首先,茅盾笔下的林老板是时代的产儿,他与他所处身其间的特定时代有着千丝万缕的联系。他在年关前后短短的十来天里,面临破产的危局,展开了一场与恶运的斗争;这是垂死的挣扎,也是时代的风波。时代的因素融化到林老板的性格和情节进展中,紧紧地拽住林老板,使他透不过气来,成为决定他命运的真正的隐蔽力量。《林家铺子》的故事发生在一九三二年初,这是一个日本帝国主义加紧对中国侵略,外货倾销,白银外溢,民族工商业大量倒闭,农村经济濒于破产的苦难的时代。所以,茅盾笔下的林老板既不同于二十年代的小商人,也不同于四十年代的小商人,浊身上打着明显的特定时代的印记。试看,当时重大的政治和经济事件,无不直接或间接地与林老板的命运发生联系,无不下击着这家摇摇欲坠的小铺子。
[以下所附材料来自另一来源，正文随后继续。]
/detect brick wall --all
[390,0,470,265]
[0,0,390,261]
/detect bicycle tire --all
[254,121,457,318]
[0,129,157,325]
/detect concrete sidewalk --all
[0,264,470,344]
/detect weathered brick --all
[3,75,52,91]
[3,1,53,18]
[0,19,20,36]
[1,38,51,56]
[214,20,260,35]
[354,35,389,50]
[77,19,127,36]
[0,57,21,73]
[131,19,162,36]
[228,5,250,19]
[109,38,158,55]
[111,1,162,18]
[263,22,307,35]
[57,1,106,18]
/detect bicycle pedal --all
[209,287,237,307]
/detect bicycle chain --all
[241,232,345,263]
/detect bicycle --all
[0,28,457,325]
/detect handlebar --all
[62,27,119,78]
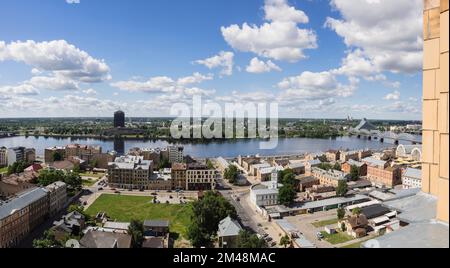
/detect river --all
[0,136,418,158]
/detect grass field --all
[86,194,192,239]
[322,232,354,245]
[80,173,105,179]
[82,179,98,187]
[311,219,339,228]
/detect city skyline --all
[0,0,423,120]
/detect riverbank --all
[0,136,395,158]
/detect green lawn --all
[342,237,375,248]
[0,167,8,174]
[312,219,339,228]
[86,194,192,239]
[82,179,98,187]
[80,173,105,179]
[321,232,354,245]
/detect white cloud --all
[26,75,79,91]
[0,84,39,97]
[325,0,423,75]
[178,73,214,86]
[83,88,98,95]
[384,91,401,100]
[195,51,234,75]
[221,0,317,62]
[0,40,110,83]
[246,57,281,74]
[111,73,215,96]
[278,71,359,103]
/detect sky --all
[0,0,423,120]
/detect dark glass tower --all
[114,111,125,128]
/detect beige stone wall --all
[422,0,449,222]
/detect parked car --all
[316,232,324,240]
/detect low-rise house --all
[217,217,242,248]
[312,168,347,187]
[325,150,341,162]
[52,211,86,240]
[341,159,367,177]
[80,230,131,249]
[395,144,422,162]
[0,171,38,199]
[402,168,422,189]
[340,151,360,163]
[142,237,166,248]
[361,204,392,220]
[249,162,272,176]
[287,161,306,175]
[297,176,320,192]
[103,221,130,232]
[144,220,170,237]
[250,173,282,207]
[345,214,369,238]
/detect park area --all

这个小铺子的一切变故有哪一件事能与那个特定的时代分割得开?哪一件事的背后没有笼罩着时代的影子呢?茅盾是极其熟悉和深刻了解林老板这类小商人的性格的,他善于由表及里地挖掘林老板性格的社会内科,非常注意把个人的命运融化到整个时代的潮流中,把林老板配置在广阔的时代背景下,这就使林老板的形象具有重大的社会意义,尽可能地扩充了小说的思想容量。林老板从挣扎到卷逃的整个过程,作者历历写来,真是“殆天数,非人力”,是一出注定了的时代悲剧。值得我们注意的是,《林家铺子》在处理人物与环境的关系时,不象有些作品,是靠叙述外贴上去的,而是直接渗透在情节的发展中的,时代操纵着林老板的命运,林老板的命运映现着时代的面貌。这样,就通过一个小人物再现了一个大时代。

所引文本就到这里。